Grain futures extend losses from Turnaround-Tuesday.

Grain futures are lower again today after corn, beans, and wheat all struck a first trading day of the month high, culminating in a seven-day recovery lift. Warm weather is on the way, with planting getting underway next week in the Southern and Western Midwest. Dryness is forecasted to continue across the W Plains over the next 10 days, with the 11-15 day window offering the prospects of rains.

US/Chinese political tensions are building, as House Speaker McCarthy meets Taiwan’s president today, and China has promised retaliation. No one knows what this means, but China has not been a buyer of corn this week and has disappeared from soybean purchases for a while.
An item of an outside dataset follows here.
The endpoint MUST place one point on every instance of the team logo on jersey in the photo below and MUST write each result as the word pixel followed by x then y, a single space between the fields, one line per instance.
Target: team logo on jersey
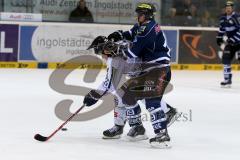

Meanwhile, Brazil is improving its relationship with China as Brazilian president Lula visits Beijing next week. China is Brazil’s biggest buyer of agricultural goods, and Lula wants to build on that relationship.

Argentina is expected to announce its soybean/dollar program today, with implementation occurring on Monday. Argentine crushers are anxious for the program in hopes of securing additional old crop soybeans to blend off with the poor new crop quality. It’s hoped that the new soybean dollar program provides farmers incentives to sell 5-7 MMTs of beans over the next month.

The EU has extended its duty-free grain imports from Ukraine until June 2024 as the war rages on. This decision has caused Poland’s ag minister to resign amid the rising anger from Eastern European farmers to the import of low-priced grain. Eastern European grain/soy oil stays cheaply priced and trades at large discounts to the CBOT, facilitating enlarged grain movement.

The US forecast has the entirety of the Central US entering a 6-8 Day period with temperatures rising to allow for early fieldwork in early corn seeding. However, snows in the Northern Plains end this week, and it’s anticipated that with the quick warm-up, it will take up to three weeks of snowmelt before soils start supporting large machinery.

Live cattle turned soft yesterday after a firm early start as most commodities went into sell mode after the poor manufacturing job numbers released at 9:00 a.m., and now the important employment numbers out this Friday morning. Recession concerns resurfaced, trimming gains after cattle made a spectacular price recovery rise the prior week. Negotiated box beef again saw significant gains, with choice jumping $2.85 with select $3.77 higher. New demand is needed to push cattle prices through the prior 2014 record highs, and the quick warm of the Midwest has retailers wanting to stock up.